To be successful, organizations need both quality Web analytic tools and capable Web analysts.  Jupiter Research has found companies that effectively use their Web analytic tools to improve their business have one Web analyst for every 12-15 “individual consumers” of Web analytics.  One individual consumer is one person.  If a Web analyst is trying to meet the needs of 30-40 people, they’re probably mechanically cranking out reports, unable to provide timely dialogue, interpretation and insight to their business partners, which is necessary for improved business decisions and performance.

Effective Web analysts are business analysts, not Web technology specialists.  They have to be able to integrate Web traffic insights with other sources of Web visitor information, such as surveys or transactional database information.  To trigger meaningful changes from the insights gained from Internet data, they have to be able to help marketing, sales or service people properly interpret visitor behaviour, design new performance measurement programs, and build effective business cases for change.

What makes a good Web analyst?  A Web analyst is a business person first, analyst second, technology person third.  An effective Web analyst:

  • Is an experienced business person with a broad understanding of the organization and its business.
  • Willing and able to learn about new areas of business, new research techniques and new technology.
  • Understands the technical aspects of the Web sufficiently to increase the mutual understanding between business and technology groups, so that they work more effectively together to leverage Web analytic data.
  • Understands statistics and market research to be able interpret Web traffic data and responsibly integrate market research findings from surveys, usability studies and interviews.
  • Must be comfortable working with detailed and diverse sources of data and capable of effectively summarizing and presenting information.
  • Effectively communicates upwards with senior management as well as laterally with functional marketing, sales, service and technology groups.  Provides just the right amount of information with appropriate, relevant interpretation.
  • Thrives on being a manager of change, facilitating conflicting objectives, resources and viewpoints.
  • Has sufficient influence to encourage a supportive learning culture because:
    • Results from Web analytic data will not always be positive.
    • Web analytics flounders when numbers are used to punish past ignorance.
    • Web analytics flourishes in environments that celebrate new learning.

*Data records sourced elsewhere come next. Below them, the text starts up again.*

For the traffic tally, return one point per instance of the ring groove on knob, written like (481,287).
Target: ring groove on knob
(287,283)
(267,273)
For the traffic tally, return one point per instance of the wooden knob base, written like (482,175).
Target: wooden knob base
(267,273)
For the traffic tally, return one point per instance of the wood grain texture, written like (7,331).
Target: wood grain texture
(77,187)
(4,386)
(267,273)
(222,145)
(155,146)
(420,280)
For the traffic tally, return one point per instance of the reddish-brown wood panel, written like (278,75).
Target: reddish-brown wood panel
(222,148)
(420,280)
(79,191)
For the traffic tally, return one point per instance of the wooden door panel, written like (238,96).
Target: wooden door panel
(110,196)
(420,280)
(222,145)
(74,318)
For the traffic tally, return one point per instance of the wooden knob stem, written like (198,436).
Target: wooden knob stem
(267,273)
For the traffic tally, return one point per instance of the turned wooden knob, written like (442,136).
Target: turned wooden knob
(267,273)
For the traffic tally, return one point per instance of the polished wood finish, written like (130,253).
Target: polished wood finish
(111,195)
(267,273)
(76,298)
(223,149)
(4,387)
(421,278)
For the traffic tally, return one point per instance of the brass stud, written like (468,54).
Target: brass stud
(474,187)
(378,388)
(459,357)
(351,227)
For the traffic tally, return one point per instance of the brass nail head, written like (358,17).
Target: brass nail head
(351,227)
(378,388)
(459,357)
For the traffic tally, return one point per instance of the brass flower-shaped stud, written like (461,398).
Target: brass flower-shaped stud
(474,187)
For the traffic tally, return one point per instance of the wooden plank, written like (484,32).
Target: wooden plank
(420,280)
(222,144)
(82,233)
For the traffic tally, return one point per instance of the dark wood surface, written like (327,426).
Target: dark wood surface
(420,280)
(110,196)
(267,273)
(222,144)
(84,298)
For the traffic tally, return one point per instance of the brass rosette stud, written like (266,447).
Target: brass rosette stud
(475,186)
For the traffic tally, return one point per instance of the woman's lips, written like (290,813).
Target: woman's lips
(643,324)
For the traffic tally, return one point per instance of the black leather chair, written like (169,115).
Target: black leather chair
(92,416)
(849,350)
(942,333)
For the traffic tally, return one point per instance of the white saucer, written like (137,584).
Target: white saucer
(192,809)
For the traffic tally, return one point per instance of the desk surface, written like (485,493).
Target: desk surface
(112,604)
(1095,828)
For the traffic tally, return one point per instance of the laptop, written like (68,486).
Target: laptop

Where do I find a Web analyst?  If you have the opportunity, the best place to look for a person is within your own organization.  Grow your own Web analyst from the areas of marketing, sales or business analysis.  Organizational knowledge is more important than technical knowledge.  Online Web analytics training courses are now available through the University of British Columbia.  Any knowledge specific of a particular Web analytics tool can be acquired through a training course or consulting contract with your analytics tool vendor.  Outsourcing can help bridge the knowledge resource gap for requirements analysis, KPI definitions, report construction or ramp-up training.

If you have to hire, hire a business person with proven capability to challenge the status quo and effectively implement change; someone who thrives on data, loves problem-solving and is energized by continuous learning.